Even before the hip teenagers realized that nobody goes to the mall anymore, about a dozen math and science Ph.Ds packed into a co-working office in downtown Manhattan already knew it. On their computers, the Ph.Ds started to see a decline in the number of “pings” from cellphones that they were tracking in those malls. And that drop-off became an important signal for the stock market well before some malls announced disappointing financial results.
In a similar way, web-scraping company Thinknum in June noticed a drop in job listings on a Tesla site the day before the company announced a restructuring. And long before it became clear that Adidas was stealing market share from Nike and Under Armour , consumers who filled out online surveys created for investment bank Cowen & Co. started to say they preferred Adidas.
For savvy investors, such information presented buying and selling opportunities.
Gathering data today doesn’t involve driving to every cellphone store in a state to ask how business is doing. Mundane activities—surfing the web, buying something with a credit card—now leave terabytes’ worth of digital clues. Much of it is considered “waste” or “exhaust”—information that’s created in the normal course of doing another kind of business. The people who make the weather or map apps on your phone track your location so they can give you accurate information about the weather. It just so happens that they can also sell that information to hedge funds, which use it to determine where people are shopping. There are hundreds of such apps that track locations with the permission of the people who download them.
Other companies then turn that raw data into useful forms. New York–based Thasos Group gathers anonymized location data from about 500 million phones that are running any one of more than 1,000 apps. The information comes into the company’s computers as dots on a map, as in the case of the shopping malls. The firm’s software links the signal counts associated with those mapped malls to the tickers of retailers or publicly traded mall owners, to see where traffic is growing or shrinking over time.
Thasos allows investors to see which mall customers are from wealthier census blocks, and which shop at multiple malls, among other insights. Bond investors can search by individual mall properties to determine if they’re likely to stay creditworthy.
It’s an incredibly laborious process, one that took Thasos six years to nail down. “It’s like understanding particle behavior and trying to build a model,” says Thasos CEO Greg Skibiski. “It’s physics basically that we do here.”
The company sells the full package of the product directly to investors for $100,000 to $200,000, and Bloomberg is offering a version of it directly through its terminal.

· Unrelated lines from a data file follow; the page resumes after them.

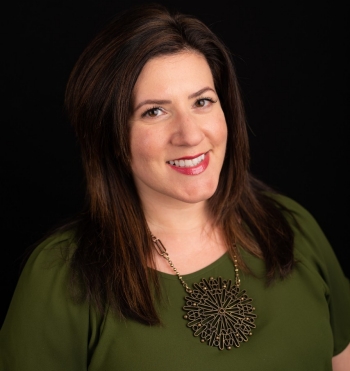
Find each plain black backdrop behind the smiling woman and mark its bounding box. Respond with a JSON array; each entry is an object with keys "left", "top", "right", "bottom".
[{"left": 0, "top": 0, "right": 350, "bottom": 324}]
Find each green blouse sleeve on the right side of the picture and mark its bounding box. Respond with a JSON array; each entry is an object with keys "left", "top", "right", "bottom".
[{"left": 278, "top": 193, "right": 350, "bottom": 356}]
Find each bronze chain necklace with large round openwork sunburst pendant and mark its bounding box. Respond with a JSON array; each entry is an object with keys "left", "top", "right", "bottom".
[{"left": 151, "top": 234, "right": 256, "bottom": 350}]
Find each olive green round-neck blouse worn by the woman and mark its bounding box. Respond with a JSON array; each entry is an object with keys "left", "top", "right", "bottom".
[{"left": 0, "top": 196, "right": 350, "bottom": 371}]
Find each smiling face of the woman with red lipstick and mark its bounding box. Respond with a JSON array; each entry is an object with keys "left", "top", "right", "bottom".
[{"left": 130, "top": 52, "right": 227, "bottom": 208}]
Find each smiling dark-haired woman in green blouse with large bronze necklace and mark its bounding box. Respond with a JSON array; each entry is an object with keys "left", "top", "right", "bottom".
[{"left": 0, "top": 5, "right": 350, "bottom": 371}]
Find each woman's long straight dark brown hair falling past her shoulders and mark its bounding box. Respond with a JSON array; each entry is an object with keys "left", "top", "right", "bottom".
[{"left": 66, "top": 4, "right": 294, "bottom": 324}]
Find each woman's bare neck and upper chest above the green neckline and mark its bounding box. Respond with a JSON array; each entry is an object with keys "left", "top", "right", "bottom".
[{"left": 143, "top": 193, "right": 226, "bottom": 274}]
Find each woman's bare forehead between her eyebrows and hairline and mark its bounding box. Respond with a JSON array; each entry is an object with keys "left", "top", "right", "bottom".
[{"left": 134, "top": 51, "right": 214, "bottom": 96}]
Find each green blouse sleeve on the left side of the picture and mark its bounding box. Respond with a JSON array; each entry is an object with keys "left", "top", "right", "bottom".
[{"left": 0, "top": 235, "right": 89, "bottom": 371}]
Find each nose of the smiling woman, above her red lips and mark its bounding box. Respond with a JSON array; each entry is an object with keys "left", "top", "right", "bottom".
[{"left": 171, "top": 113, "right": 205, "bottom": 146}]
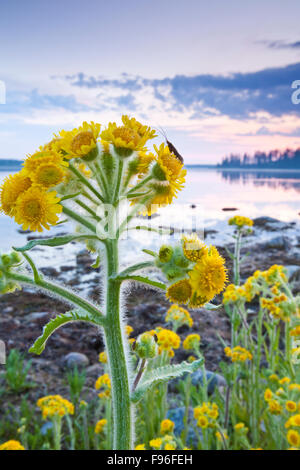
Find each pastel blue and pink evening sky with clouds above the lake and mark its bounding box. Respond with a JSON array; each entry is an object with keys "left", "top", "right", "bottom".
[{"left": 0, "top": 0, "right": 300, "bottom": 164}]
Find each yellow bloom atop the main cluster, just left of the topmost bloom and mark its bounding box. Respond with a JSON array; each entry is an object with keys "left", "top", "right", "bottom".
[{"left": 59, "top": 121, "right": 101, "bottom": 158}]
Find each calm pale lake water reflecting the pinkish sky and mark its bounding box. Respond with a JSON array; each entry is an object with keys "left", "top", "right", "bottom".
[{"left": 0, "top": 168, "right": 300, "bottom": 255}]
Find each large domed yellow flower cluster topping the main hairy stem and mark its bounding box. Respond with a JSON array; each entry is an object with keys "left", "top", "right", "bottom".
[{"left": 0, "top": 115, "right": 186, "bottom": 232}]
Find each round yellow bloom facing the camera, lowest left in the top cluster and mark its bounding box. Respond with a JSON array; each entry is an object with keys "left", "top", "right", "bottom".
[{"left": 15, "top": 186, "right": 63, "bottom": 232}]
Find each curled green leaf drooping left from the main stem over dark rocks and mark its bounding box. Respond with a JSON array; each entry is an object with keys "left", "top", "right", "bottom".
[{"left": 29, "top": 310, "right": 96, "bottom": 354}]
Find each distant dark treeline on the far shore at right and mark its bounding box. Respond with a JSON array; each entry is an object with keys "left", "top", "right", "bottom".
[{"left": 217, "top": 148, "right": 300, "bottom": 170}]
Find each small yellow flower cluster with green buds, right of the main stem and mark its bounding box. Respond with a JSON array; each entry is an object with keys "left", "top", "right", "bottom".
[{"left": 156, "top": 235, "right": 227, "bottom": 308}]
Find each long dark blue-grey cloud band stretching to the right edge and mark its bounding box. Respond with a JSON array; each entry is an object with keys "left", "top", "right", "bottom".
[{"left": 61, "top": 62, "right": 300, "bottom": 119}]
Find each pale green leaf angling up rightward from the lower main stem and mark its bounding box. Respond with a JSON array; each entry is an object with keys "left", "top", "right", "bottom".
[{"left": 131, "top": 359, "right": 203, "bottom": 403}]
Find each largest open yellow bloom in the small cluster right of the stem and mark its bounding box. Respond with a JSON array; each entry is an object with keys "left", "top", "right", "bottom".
[{"left": 189, "top": 247, "right": 227, "bottom": 301}]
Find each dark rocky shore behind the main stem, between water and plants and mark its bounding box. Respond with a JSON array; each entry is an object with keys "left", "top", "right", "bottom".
[{"left": 0, "top": 217, "right": 300, "bottom": 402}]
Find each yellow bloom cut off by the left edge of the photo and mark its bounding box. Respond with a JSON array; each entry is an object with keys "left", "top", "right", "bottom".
[{"left": 0, "top": 170, "right": 32, "bottom": 216}]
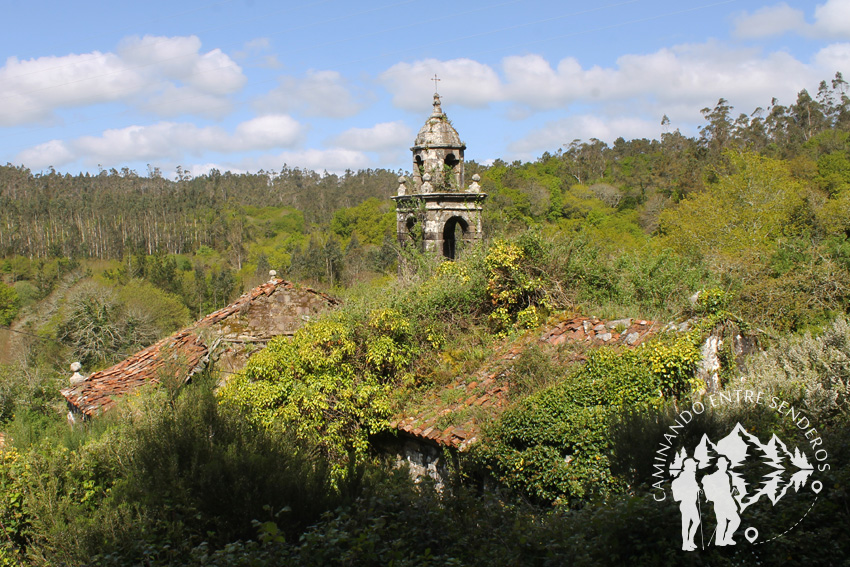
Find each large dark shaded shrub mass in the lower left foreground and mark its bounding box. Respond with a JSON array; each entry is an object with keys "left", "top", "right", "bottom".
[{"left": 0, "top": 374, "right": 348, "bottom": 565}]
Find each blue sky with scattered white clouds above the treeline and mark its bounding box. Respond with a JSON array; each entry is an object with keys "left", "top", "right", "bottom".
[{"left": 0, "top": 0, "right": 850, "bottom": 175}]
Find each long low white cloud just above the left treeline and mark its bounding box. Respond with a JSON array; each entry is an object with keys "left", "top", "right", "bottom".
[{"left": 16, "top": 115, "right": 303, "bottom": 169}]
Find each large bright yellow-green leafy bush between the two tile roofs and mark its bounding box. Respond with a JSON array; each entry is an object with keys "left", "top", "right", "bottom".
[{"left": 220, "top": 309, "right": 416, "bottom": 478}]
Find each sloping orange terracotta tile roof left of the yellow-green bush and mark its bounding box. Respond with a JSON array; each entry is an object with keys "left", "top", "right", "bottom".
[{"left": 61, "top": 279, "right": 339, "bottom": 416}]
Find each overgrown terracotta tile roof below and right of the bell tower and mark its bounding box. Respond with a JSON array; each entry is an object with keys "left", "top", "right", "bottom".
[{"left": 391, "top": 317, "right": 660, "bottom": 451}]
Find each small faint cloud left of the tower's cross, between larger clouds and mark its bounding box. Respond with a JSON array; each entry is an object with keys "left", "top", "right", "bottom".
[{"left": 254, "top": 71, "right": 362, "bottom": 118}]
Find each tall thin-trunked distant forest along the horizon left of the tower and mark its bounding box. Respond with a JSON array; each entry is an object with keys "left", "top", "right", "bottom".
[{"left": 0, "top": 165, "right": 398, "bottom": 259}]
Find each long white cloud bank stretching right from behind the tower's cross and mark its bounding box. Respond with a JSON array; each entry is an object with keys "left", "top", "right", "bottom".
[{"left": 381, "top": 41, "right": 816, "bottom": 122}]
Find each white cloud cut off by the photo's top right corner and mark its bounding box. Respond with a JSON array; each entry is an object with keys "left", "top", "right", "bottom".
[{"left": 733, "top": 0, "right": 850, "bottom": 39}]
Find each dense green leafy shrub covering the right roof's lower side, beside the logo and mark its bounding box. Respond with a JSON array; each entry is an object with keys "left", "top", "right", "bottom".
[{"left": 476, "top": 334, "right": 700, "bottom": 506}]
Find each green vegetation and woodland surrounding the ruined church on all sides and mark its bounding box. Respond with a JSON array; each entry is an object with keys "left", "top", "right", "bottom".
[{"left": 0, "top": 75, "right": 850, "bottom": 566}]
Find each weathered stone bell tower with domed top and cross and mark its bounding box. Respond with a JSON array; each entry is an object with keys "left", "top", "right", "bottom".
[{"left": 393, "top": 93, "right": 487, "bottom": 259}]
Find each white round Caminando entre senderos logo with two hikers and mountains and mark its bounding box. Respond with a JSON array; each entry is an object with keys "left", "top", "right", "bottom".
[{"left": 652, "top": 390, "right": 829, "bottom": 551}]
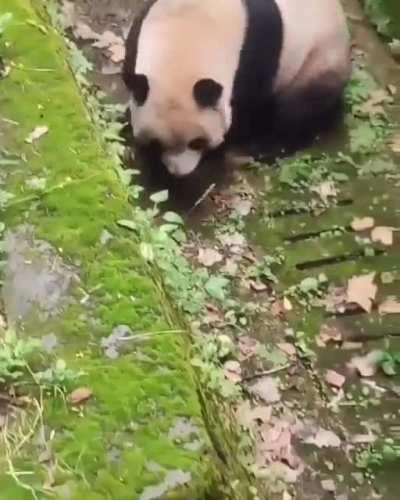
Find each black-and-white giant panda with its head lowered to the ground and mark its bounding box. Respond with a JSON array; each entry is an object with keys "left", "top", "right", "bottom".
[{"left": 123, "top": 0, "right": 351, "bottom": 177}]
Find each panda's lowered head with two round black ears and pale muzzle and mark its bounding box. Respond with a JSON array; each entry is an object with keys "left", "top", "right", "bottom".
[{"left": 126, "top": 74, "right": 231, "bottom": 177}]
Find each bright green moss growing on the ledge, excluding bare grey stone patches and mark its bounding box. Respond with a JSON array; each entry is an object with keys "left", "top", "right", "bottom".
[{"left": 0, "top": 0, "right": 219, "bottom": 500}]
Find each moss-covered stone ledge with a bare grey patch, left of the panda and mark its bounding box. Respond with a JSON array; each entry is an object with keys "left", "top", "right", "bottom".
[{"left": 0, "top": 0, "right": 225, "bottom": 500}]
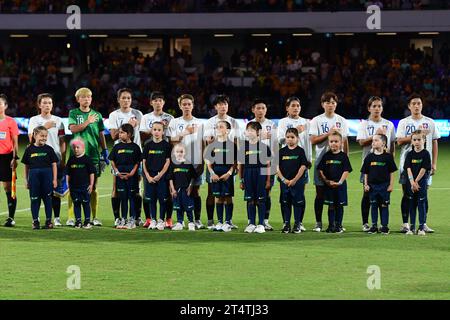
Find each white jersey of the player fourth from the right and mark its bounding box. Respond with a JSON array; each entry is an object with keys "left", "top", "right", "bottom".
[{"left": 278, "top": 117, "right": 312, "bottom": 162}]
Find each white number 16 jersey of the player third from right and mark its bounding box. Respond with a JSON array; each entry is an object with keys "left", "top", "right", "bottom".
[{"left": 309, "top": 113, "right": 348, "bottom": 162}]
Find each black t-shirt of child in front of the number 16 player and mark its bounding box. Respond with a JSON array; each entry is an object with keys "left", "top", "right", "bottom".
[{"left": 317, "top": 150, "right": 352, "bottom": 182}]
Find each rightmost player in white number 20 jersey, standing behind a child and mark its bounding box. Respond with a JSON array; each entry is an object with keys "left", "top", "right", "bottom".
[{"left": 397, "top": 94, "right": 440, "bottom": 233}]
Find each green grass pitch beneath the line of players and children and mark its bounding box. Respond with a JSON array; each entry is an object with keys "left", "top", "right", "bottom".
[{"left": 0, "top": 138, "right": 450, "bottom": 300}]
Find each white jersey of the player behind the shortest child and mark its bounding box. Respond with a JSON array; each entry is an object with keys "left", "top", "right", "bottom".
[{"left": 169, "top": 116, "right": 203, "bottom": 164}]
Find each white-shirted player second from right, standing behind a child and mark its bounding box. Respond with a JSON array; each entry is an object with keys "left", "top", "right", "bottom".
[{"left": 356, "top": 97, "right": 395, "bottom": 232}]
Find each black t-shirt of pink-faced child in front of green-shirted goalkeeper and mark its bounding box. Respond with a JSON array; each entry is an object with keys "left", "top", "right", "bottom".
[{"left": 66, "top": 154, "right": 97, "bottom": 188}]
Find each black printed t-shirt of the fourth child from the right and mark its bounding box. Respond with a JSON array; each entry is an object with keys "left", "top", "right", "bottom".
[{"left": 278, "top": 146, "right": 308, "bottom": 180}]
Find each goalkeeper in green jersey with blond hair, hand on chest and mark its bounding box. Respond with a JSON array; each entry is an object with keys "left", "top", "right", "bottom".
[{"left": 66, "top": 88, "right": 109, "bottom": 226}]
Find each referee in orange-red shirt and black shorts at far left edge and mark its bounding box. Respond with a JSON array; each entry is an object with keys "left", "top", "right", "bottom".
[{"left": 0, "top": 94, "right": 19, "bottom": 227}]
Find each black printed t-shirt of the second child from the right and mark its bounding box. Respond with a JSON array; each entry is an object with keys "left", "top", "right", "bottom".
[{"left": 361, "top": 152, "right": 397, "bottom": 184}]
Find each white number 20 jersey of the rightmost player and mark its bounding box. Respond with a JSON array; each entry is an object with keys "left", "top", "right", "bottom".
[{"left": 396, "top": 116, "right": 441, "bottom": 172}]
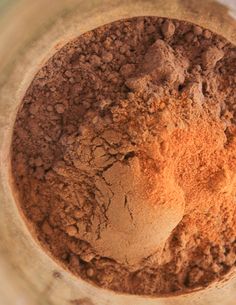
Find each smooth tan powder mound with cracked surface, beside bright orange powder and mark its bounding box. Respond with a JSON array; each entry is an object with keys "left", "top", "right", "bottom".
[{"left": 74, "top": 129, "right": 184, "bottom": 268}]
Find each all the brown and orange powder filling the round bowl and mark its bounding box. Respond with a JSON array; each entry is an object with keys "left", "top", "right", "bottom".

In July 2017, Thasos issued a press release showing foot-traffic data for the five top-performing and five bottom-performing real estate investment trust among the 30 largest ones that the company was tracking. The company’s predictions weren’t perfect—it said Simon Property Group (SPG) was lagging behind, but that company ended up increasing its earnings guidance—but the malls it said were winners all had positive price moves after reporting earnings, and three of the five companies it said would lag behind fell after reporting earnings. Several mall operators are themselves now buying data from Thasos, the company says.
Thasos has dozens of clients, but it’s still relatively rare for most fund managers to pay for cellphone-location information, says Richard Johnson, an analyst with Greenwich Associates. About 10% of the money managers Greenwich surveyed used it.
“The location data gets a lot of headlines, but it doesn’t seem to get a lot of usage,” he says. That’s not necessarily a bad thing, he adds. “The ones people aren’t using now may have the most value,” he says.